財政審分科会が診療報酬・介護報酬の引き下げを提案/診療報酬2.5%以上のマイナス案

財政審分科会が診療報酬・介護報酬の引き下げを提案/診療報酬2.5%以上のマイナス案

10月25日、財務省の財政制度等審議会財政制度分科会は、2018年度政府予算編成に関して提案をまとめ、その中で2018年度診療報酬改定について、医療費の伸びを「高齢化等」の範囲内に抑えるとともに、診療報酬改定1回当たり2%台半ば、つまり2.5%以上のマイナス改定が必要との考えをまとめた。すでに、厚生労働省などと調整に入っている。

本年6月9日に閣議決定された政府の基本方針である「骨太の方針2017」では、歯科医療に関し、「口腔の健康は全身の健康にもつながることから、生涯を通じた歯科健診の充実、入院患者や要介護者に対する口腔機能管理の推進など歯科保健医療の充実に取り組む」と明記しており、今回の財政審分科会提案との関係がどうなるのかも注視する必要がある。

具体的な提案内容は、2018年度予算編成では歳出の約1/3を占める医療や介護に関する社会保障費の伸びを抑制するため、2018年度診療報酬改定では、「2%台半ば」に当たる1兆円以上引き下げるよう求めている。民間企業の賃金、物価水準がほぼ横ばいで推移する中で、診療報酬引き上げが続いており、引き下げが必要だとしている。

薬価については、新薬は高価格設定されているため、これが医療費増加につながっていると指摘し、「薬の効き目などを見て価格を決める新たな仕組み」を策定するよう求めている。

さらに、75歳以上の高齢者の追加負担も打ち出しており、75歳以上の医療費窓口負担を現行の原則1割から段階的に2割に引き上げるよう求めている。

介護分野では、介護報酬の引き下げを提案している。介護報酬は、今年度、職員の処遇改善のため臨時改定を行い、約1%を上乗せしている。
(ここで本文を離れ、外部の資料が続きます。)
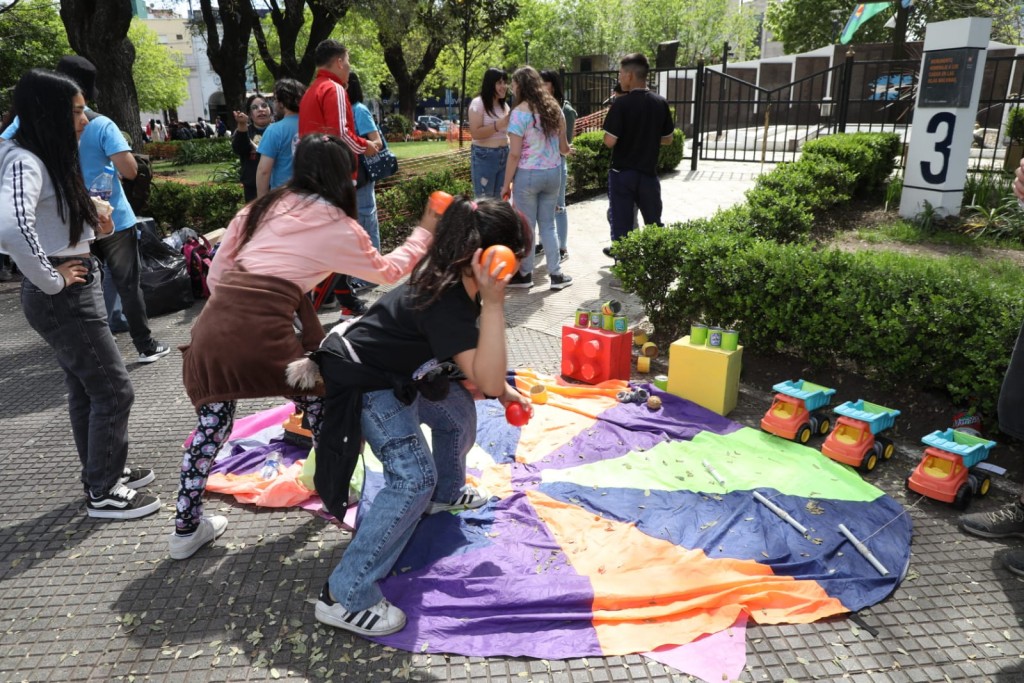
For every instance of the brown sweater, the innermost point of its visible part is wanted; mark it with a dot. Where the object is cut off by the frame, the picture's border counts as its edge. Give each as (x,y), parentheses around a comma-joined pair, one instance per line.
(244,339)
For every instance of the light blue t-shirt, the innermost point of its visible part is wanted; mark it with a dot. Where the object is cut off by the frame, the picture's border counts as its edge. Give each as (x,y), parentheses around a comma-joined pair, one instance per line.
(365,123)
(100,140)
(279,143)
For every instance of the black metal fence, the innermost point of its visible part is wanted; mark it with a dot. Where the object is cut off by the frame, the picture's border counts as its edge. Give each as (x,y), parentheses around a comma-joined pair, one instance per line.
(766,115)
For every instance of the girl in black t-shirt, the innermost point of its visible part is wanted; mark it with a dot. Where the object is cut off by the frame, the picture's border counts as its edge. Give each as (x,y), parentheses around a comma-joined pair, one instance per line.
(452,309)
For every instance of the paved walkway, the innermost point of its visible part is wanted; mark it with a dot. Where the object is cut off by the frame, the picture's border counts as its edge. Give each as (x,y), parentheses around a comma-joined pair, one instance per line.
(89,601)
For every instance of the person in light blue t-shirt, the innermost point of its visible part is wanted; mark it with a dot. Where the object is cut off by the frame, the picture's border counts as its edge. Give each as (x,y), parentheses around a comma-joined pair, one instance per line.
(278,144)
(102,144)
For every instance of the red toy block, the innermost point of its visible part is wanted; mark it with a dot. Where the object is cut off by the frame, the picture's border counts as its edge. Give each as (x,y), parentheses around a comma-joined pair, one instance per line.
(595,355)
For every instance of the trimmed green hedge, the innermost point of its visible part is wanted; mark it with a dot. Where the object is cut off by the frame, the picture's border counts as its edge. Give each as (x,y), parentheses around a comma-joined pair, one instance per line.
(201,151)
(935,324)
(204,208)
(399,207)
(591,160)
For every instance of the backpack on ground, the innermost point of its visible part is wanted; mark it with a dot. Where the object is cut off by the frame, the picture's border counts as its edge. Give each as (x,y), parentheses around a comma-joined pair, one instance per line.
(199,256)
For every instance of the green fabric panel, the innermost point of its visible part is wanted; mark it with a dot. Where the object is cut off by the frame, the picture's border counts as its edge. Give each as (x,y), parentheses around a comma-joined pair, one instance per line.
(747,459)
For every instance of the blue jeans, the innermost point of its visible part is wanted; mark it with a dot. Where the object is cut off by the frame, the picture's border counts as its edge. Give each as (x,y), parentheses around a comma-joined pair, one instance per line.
(99,392)
(629,188)
(415,473)
(367,203)
(119,252)
(486,165)
(535,193)
(561,217)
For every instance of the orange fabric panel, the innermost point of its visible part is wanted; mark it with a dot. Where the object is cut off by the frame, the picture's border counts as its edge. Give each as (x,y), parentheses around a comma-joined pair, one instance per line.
(650,591)
(284,491)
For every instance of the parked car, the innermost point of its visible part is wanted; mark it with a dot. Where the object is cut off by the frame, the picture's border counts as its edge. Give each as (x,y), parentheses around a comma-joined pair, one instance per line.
(428,122)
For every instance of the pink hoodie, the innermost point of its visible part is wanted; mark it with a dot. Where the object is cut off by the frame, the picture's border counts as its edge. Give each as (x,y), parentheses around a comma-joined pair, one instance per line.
(305,239)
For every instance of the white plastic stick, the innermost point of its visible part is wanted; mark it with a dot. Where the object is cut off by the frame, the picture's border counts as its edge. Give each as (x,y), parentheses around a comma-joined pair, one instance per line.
(780,512)
(711,470)
(863,550)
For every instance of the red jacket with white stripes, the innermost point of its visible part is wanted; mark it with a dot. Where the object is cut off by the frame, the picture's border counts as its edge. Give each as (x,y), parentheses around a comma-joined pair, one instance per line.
(325,109)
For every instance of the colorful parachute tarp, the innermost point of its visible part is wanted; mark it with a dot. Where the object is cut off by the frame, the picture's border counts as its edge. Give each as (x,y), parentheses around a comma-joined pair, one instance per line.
(607,536)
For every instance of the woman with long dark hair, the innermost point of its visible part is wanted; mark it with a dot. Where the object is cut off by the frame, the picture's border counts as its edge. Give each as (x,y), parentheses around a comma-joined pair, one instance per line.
(553,85)
(488,122)
(532,176)
(47,223)
(275,250)
(398,367)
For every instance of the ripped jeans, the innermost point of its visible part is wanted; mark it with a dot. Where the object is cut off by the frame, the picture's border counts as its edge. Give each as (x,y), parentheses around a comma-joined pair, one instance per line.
(486,166)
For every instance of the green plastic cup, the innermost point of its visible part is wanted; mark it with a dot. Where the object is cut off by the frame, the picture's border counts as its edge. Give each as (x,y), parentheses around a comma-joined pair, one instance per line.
(698,334)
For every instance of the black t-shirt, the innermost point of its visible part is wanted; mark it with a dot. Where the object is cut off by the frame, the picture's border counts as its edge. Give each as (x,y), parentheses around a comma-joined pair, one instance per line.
(393,335)
(639,119)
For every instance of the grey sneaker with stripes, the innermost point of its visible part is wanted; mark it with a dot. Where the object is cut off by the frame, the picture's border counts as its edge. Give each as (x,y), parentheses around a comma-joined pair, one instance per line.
(380,620)
(470,499)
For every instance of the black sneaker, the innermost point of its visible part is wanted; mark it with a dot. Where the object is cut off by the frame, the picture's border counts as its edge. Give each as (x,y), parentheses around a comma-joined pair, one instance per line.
(155,351)
(136,477)
(122,503)
(351,305)
(521,282)
(1007,521)
(560,281)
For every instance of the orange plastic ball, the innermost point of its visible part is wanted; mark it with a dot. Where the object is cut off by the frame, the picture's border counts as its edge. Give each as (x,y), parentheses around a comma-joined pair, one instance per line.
(503,255)
(439,202)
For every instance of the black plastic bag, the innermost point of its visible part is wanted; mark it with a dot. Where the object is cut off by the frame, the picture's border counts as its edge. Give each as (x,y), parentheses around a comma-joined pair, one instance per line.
(164,279)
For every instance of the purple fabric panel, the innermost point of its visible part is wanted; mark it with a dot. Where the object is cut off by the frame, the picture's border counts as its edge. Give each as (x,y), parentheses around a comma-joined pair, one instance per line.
(496,599)
(246,462)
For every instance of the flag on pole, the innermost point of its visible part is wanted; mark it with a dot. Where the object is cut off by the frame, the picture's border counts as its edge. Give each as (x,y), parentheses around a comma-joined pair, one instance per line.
(861,13)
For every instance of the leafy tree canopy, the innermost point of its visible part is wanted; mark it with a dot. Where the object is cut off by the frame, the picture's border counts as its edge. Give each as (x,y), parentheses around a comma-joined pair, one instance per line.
(31,35)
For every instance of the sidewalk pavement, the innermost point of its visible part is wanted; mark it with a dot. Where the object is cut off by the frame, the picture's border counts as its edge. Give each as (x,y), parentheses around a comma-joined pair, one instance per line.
(85,600)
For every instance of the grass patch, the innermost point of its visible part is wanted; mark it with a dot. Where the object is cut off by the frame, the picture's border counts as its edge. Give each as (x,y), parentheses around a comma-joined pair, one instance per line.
(422,148)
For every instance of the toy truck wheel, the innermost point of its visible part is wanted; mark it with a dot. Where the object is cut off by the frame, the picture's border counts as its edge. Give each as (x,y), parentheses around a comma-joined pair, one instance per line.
(823,425)
(804,433)
(984,485)
(870,461)
(963,498)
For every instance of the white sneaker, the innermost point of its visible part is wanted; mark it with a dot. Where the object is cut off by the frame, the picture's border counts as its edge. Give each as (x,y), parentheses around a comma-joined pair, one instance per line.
(470,499)
(380,620)
(183,547)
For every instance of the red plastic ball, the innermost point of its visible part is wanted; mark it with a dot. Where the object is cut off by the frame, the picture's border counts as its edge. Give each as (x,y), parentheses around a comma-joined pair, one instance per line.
(503,255)
(516,415)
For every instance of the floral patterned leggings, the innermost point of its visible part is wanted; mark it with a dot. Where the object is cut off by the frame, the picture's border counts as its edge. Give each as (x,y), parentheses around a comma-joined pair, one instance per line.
(215,421)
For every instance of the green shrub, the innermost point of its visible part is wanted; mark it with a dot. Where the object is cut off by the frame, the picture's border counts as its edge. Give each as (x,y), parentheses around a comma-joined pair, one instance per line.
(205,208)
(936,324)
(400,206)
(870,156)
(591,160)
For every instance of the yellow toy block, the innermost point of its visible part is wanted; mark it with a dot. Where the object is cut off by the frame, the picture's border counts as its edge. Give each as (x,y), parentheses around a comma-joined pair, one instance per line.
(708,376)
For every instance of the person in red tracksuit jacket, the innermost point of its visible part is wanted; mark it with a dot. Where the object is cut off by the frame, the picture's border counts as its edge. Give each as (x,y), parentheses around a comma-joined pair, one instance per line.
(325,109)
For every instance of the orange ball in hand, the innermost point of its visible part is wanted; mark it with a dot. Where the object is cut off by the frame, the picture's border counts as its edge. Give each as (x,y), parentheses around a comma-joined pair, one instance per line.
(439,202)
(503,255)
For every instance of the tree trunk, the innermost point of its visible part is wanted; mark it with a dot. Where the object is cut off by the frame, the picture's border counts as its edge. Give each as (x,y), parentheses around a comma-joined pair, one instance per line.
(227,32)
(97,30)
(409,82)
(288,24)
財務省は、これを引き合いに出し「来年度の改定ではこの上乗せを考慮に入れ…訪問介護サービスの費用は抑えたい」とし、マイナス改定を提案しているもの。

◆協会は政策委員長談話を発表

協会では、今回の財政審分科会の提案に対し、その撤回を求める松島良治政策委員長名による「談話」を発表した。談話は以下の通り。

【 談 話 】

「引き下げありき」の財務省提案は撤回せよ

財務省は10月25日、財政制度等審議会財政制度分科会で、次期診療報酬改定の引き下げを提案した。今後、高齢者がさらに増加し、医療の重要性が一層求められているにもかかわらず、「引き下げありき」の財務省に対し提案を取り下げるとともに、必要な財源を確保するよう求めるものである。

財務省は、過去10年間の雇用者報酬の伸びが年平均0.2%であるのに対し、国民医療費が2.5%だとして「診療報酬改定1回当たり2%半ば以上のマイナス改定が必要」だとした。

しかし2002年以降の診療報酬ネット改定率は、累計マイナス10%である。現場では経費節減や設備投資の先送りで何とか乗り切ってきたのが実態だ。

また、そもそも診療報酬は医療機関の収入だけでなく、社会保障制度を通じ国が国民に提供する医療の質と内容を規定するものだ。経済の問題を優先した安易な削減はそもそも行うべきではない。また診療報酬には、人件費や様々な経費に加え、将来にわたって医療を継続するのに必要な費用も含まれている。このため現場を無視した削減は、将来にわたる医療崩壊の危険をも生じさせることになる。

来年は医療・介護の同時改定であり、増加する高齢者を地域でどのように支えるかの対応が大きなテーマになっている。口腔疾患と全身疾患の関係にも関心が高まり十分な手当が必要だ。「マイナス改定」では必要な医療の提供が出来ないのは明らかだ。

厳しい財源の中、次期診療報酬改定を少しでも良い内容にしようと中医協では論議が進んでいる真最中であり、こういった中での財務省の「マイナス改定」提案は、関係者の努力に水を差すものである。

東京歯科保険医協会は、国民に保険で良い歯科医療を提供するために、次期診療報酬改定での大幅な引き上げを改めて要求する。